Ein Vorstoss aus dem Kantonsparlament verlangt, dass Kantons- und Gemeindebehörden ihre Protokolle und andere Dokumente öffentlich machen. Die Regierung blockt ab.

Akten in Archivraum, ein Mann studiert Akten. Bild in Lightbox öffnen.

Bildlegende: Einfacher Zugang zum Aktenschrank: Das Öffentlichkeitsprinzip will, dass Kantone und Gemeinden transparenter werden.
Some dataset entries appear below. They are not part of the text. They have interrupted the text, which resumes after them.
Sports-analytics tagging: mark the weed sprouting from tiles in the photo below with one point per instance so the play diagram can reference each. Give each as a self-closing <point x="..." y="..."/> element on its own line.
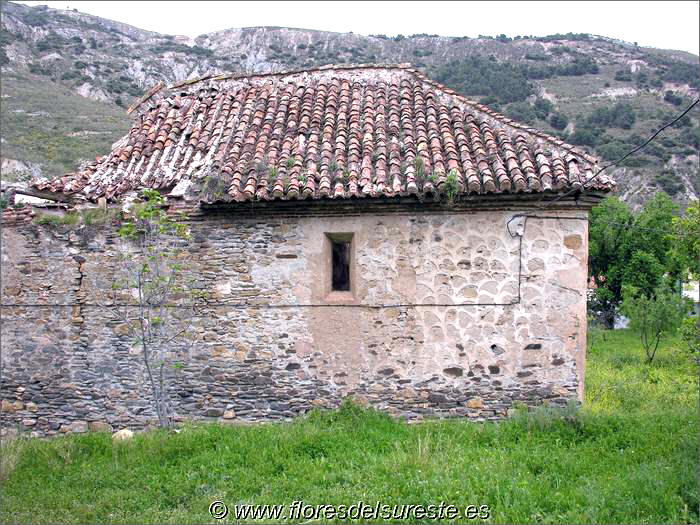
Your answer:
<point x="272" y="176"/>
<point x="451" y="187"/>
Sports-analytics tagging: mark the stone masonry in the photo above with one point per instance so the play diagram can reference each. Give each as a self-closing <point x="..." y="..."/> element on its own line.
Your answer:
<point x="67" y="365"/>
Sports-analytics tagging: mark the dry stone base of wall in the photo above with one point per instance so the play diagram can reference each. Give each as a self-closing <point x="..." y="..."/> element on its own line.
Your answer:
<point x="67" y="365"/>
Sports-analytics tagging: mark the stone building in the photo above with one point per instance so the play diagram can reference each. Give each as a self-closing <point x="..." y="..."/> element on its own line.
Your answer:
<point x="362" y="231"/>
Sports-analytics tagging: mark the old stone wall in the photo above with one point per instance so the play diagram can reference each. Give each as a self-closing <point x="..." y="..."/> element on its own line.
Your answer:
<point x="276" y="341"/>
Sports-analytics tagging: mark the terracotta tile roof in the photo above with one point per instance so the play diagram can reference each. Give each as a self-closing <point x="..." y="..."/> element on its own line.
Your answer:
<point x="332" y="132"/>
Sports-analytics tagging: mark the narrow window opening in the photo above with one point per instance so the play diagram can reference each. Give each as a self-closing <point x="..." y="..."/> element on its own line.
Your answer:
<point x="341" y="265"/>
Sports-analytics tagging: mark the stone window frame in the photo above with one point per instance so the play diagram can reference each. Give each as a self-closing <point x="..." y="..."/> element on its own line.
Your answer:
<point x="339" y="296"/>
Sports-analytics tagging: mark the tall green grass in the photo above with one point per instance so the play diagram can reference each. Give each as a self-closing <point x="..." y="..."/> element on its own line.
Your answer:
<point x="629" y="456"/>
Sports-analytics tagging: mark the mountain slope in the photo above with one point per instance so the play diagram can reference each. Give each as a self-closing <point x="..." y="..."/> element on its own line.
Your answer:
<point x="602" y="94"/>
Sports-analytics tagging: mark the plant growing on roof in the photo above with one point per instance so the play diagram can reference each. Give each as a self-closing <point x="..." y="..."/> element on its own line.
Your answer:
<point x="272" y="176"/>
<point x="152" y="297"/>
<point x="418" y="168"/>
<point x="451" y="187"/>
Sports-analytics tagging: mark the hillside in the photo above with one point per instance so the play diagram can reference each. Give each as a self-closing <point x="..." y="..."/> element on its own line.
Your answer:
<point x="68" y="77"/>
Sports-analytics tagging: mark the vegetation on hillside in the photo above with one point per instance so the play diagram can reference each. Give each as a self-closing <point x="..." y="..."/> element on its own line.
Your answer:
<point x="605" y="96"/>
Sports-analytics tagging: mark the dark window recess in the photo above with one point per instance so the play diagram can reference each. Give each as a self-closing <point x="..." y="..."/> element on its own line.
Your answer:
<point x="341" y="265"/>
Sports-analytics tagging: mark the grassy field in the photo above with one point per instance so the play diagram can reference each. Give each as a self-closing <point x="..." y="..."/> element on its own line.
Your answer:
<point x="630" y="455"/>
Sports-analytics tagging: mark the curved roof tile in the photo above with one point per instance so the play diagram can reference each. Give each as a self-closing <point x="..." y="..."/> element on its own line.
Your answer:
<point x="335" y="132"/>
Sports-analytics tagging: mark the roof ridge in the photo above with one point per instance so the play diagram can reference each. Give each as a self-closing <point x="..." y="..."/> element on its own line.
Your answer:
<point x="408" y="67"/>
<point x="503" y="119"/>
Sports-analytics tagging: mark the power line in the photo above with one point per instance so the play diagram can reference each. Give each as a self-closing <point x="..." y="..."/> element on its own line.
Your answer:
<point x="635" y="150"/>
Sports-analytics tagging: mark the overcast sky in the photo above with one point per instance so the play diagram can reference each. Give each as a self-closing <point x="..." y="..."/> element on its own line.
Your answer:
<point x="668" y="25"/>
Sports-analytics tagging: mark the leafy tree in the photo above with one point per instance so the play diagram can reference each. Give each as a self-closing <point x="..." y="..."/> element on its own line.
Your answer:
<point x="609" y="225"/>
<point x="151" y="298"/>
<point x="653" y="315"/>
<point x="634" y="250"/>
<point x="690" y="333"/>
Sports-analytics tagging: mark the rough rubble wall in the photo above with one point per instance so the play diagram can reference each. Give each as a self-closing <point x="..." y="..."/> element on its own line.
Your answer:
<point x="70" y="365"/>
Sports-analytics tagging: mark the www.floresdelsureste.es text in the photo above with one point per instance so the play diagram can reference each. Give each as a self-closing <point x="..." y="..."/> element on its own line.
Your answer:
<point x="298" y="510"/>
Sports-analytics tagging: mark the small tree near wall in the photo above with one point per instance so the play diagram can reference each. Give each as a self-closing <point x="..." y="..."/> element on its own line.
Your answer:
<point x="153" y="298"/>
<point x="653" y="316"/>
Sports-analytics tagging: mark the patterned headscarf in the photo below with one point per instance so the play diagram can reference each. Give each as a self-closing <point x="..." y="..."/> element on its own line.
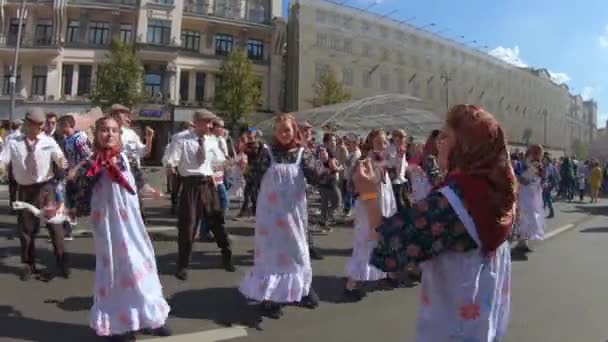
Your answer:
<point x="479" y="165"/>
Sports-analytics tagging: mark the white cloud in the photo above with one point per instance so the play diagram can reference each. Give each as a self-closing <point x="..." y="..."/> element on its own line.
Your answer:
<point x="559" y="77"/>
<point x="587" y="93"/>
<point x="603" y="39"/>
<point x="512" y="56"/>
<point x="508" y="55"/>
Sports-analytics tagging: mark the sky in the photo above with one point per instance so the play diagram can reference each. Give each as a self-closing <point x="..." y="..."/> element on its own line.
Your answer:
<point x="569" y="38"/>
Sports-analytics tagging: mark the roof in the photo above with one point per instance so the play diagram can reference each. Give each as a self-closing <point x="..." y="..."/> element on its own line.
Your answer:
<point x="389" y="111"/>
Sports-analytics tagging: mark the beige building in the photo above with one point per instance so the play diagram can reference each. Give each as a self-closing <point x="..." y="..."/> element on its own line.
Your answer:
<point x="182" y="44"/>
<point x="374" y="55"/>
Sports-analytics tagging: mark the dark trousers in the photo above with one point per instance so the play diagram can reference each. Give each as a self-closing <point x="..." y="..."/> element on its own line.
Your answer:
<point x="198" y="199"/>
<point x="175" y="187"/>
<point x="39" y="195"/>
<point x="12" y="186"/>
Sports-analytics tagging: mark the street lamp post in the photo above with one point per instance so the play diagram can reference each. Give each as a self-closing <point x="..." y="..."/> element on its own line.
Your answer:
<point x="446" y="78"/>
<point x="13" y="78"/>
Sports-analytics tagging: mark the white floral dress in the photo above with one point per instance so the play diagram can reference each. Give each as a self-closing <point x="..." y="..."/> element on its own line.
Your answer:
<point x="128" y="294"/>
<point x="358" y="267"/>
<point x="282" y="272"/>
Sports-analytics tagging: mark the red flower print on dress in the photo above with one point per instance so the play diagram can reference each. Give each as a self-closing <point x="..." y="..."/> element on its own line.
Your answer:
<point x="420" y="222"/>
<point x="459" y="227"/>
<point x="469" y="312"/>
<point x="424" y="298"/>
<point x="443" y="203"/>
<point x="422" y="206"/>
<point x="123" y="214"/>
<point x="437" y="229"/>
<point x="412" y="250"/>
<point x="282" y="223"/>
<point x="124" y="318"/>
<point x="273" y="198"/>
<point x="96" y="215"/>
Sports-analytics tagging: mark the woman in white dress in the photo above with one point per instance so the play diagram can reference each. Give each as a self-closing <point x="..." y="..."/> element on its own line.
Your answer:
<point x="358" y="267"/>
<point x="128" y="296"/>
<point x="458" y="234"/>
<point x="531" y="214"/>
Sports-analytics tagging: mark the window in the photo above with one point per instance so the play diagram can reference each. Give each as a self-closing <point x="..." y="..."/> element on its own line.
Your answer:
<point x="347" y="76"/>
<point x="385" y="83"/>
<point x="255" y="49"/>
<point x="85" y="73"/>
<point x="223" y="44"/>
<point x="126" y="33"/>
<point x="66" y="78"/>
<point x="319" y="70"/>
<point x="73" y="32"/>
<point x="184" y="85"/>
<point x="348" y="45"/>
<point x="13" y="30"/>
<point x="99" y="33"/>
<point x="219" y="82"/>
<point x="321" y="16"/>
<point x="44" y="32"/>
<point x="39" y="80"/>
<point x="321" y="39"/>
<point x="159" y="32"/>
<point x="199" y="90"/>
<point x="8" y="72"/>
<point x="152" y="84"/>
<point x="367" y="79"/>
<point x="191" y="40"/>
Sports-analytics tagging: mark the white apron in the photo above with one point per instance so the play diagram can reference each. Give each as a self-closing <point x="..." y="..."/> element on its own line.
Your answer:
<point x="531" y="214"/>
<point x="358" y="267"/>
<point x="281" y="272"/>
<point x="128" y="294"/>
<point x="465" y="296"/>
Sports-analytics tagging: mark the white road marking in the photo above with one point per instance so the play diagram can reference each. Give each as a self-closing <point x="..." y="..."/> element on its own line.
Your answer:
<point x="206" y="336"/>
<point x="558" y="231"/>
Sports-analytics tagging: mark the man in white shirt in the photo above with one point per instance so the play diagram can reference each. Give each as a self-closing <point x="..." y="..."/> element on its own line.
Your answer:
<point x="194" y="156"/>
<point x="31" y="157"/>
<point x="173" y="180"/>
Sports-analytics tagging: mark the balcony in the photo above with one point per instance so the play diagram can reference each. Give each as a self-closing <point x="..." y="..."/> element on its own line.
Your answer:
<point x="103" y="3"/>
<point x="204" y="9"/>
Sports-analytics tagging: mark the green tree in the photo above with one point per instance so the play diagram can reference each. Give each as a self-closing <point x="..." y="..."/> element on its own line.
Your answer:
<point x="240" y="90"/>
<point x="328" y="90"/>
<point x="121" y="79"/>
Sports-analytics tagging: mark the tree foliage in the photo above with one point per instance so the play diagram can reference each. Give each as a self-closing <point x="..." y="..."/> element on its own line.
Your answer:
<point x="240" y="91"/>
<point x="121" y="79"/>
<point x="328" y="90"/>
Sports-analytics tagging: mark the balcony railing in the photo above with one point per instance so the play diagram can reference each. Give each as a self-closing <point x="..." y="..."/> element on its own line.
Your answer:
<point x="203" y="8"/>
<point x="104" y="2"/>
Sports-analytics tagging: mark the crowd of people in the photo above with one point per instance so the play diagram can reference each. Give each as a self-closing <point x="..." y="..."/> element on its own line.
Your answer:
<point x="435" y="212"/>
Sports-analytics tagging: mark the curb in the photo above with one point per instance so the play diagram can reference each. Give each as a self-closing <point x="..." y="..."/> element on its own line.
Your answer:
<point x="206" y="336"/>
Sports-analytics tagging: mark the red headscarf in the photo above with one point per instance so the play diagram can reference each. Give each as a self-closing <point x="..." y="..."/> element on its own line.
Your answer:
<point x="298" y="140"/>
<point x="479" y="165"/>
<point x="106" y="159"/>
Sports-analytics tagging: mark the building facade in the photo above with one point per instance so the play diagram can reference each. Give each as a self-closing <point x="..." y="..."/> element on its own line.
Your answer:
<point x="181" y="43"/>
<point x="375" y="55"/>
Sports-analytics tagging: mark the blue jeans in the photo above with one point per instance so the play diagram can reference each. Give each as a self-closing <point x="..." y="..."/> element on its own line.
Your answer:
<point x="223" y="195"/>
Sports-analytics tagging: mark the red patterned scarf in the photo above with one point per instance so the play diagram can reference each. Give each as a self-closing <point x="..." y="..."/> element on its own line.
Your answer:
<point x="107" y="159"/>
<point x="479" y="166"/>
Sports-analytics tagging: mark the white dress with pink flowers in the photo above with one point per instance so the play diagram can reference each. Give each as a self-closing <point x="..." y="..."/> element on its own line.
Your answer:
<point x="282" y="272"/>
<point x="358" y="267"/>
<point x="128" y="294"/>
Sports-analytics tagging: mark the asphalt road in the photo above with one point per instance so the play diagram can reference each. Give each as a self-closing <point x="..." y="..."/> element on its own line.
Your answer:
<point x="558" y="295"/>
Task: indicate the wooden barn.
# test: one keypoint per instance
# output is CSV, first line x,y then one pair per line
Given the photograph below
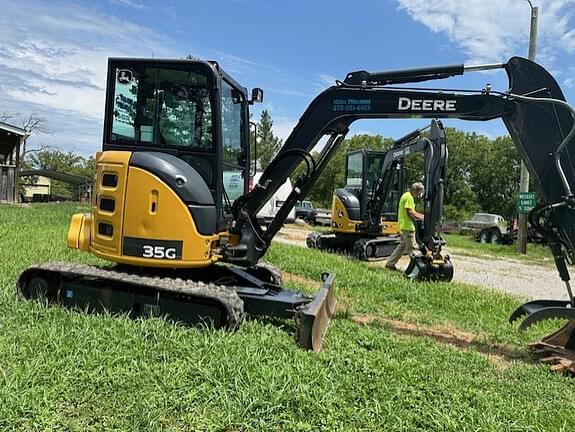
x,y
12,140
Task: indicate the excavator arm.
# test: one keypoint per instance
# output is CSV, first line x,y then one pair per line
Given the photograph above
x,y
533,110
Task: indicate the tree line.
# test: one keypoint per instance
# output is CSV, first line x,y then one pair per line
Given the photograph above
x,y
482,173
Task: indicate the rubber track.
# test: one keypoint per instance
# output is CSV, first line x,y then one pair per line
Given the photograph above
x,y
225,295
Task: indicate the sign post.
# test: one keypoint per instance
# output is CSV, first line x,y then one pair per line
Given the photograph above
x,y
526,201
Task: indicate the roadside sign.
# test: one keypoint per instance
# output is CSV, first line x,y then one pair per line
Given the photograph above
x,y
526,201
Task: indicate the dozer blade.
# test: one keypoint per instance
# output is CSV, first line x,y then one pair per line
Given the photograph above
x,y
314,318
557,349
539,310
421,268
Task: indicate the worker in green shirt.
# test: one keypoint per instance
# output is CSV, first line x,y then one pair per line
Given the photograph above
x,y
406,215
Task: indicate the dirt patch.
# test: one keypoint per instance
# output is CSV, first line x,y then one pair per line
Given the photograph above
x,y
501,355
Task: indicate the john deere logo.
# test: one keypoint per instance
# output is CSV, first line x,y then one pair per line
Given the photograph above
x,y
408,104
125,76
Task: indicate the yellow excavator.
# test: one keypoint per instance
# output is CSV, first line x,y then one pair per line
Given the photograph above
x,y
364,212
171,201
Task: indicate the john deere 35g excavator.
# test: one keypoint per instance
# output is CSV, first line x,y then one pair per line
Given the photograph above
x,y
174,130
364,213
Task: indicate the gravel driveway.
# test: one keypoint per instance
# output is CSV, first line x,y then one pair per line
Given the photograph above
x,y
512,276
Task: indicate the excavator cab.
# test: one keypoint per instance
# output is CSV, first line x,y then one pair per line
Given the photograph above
x,y
350,203
175,158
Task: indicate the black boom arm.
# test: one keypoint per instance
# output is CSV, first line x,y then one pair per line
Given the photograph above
x,y
537,128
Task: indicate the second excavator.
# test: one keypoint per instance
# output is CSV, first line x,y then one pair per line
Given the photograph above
x,y
364,212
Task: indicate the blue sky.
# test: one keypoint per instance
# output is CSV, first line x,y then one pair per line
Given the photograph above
x,y
53,53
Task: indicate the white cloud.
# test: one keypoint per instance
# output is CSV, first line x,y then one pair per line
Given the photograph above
x,y
53,60
493,30
130,3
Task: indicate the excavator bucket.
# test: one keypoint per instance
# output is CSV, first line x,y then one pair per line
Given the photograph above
x,y
424,268
314,318
557,349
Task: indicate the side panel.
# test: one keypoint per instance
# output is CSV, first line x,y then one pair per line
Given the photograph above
x,y
140,220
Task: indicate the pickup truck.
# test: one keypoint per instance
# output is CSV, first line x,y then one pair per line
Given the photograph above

Keystone

Sitzungsprotokolle, Emails oder Gutachten: Interne Dokumente der Kantonsregierung und Gemeinde- und Schulbehörden sollen ohne grossen Aufwand zugänglich sein: Soweit der Grundsatz, den das Öffentlichkeitsprinzip verlangt. «Bisher gibt es kein grundsätzliches Recht auf Akteneinsicht im Kanton Thurgau», sagt der Autor des Vorstosses, GLP-Kantonsrat Ueli Fisch.

Die Thurgauer Regierung hat für Fischs Anliegen kein offenes Ohr. Schon heute informierten Kanton und Gemeinden aktiv, ein explizites Öffentlichkeitsgesetz sei nicht nötig, schreibt die Regierung. Ausserdem sei eine Praxisänderung mit einem administrativen Mehraufwand verbunden.

Die meisten Kantone in der Schweiz kennen das Öffentlichkeitsprinzip bereits. Eine Ausnahme bilden nebst dem Thurgau der Kanton Glarus und Appenzell Innerrhoden.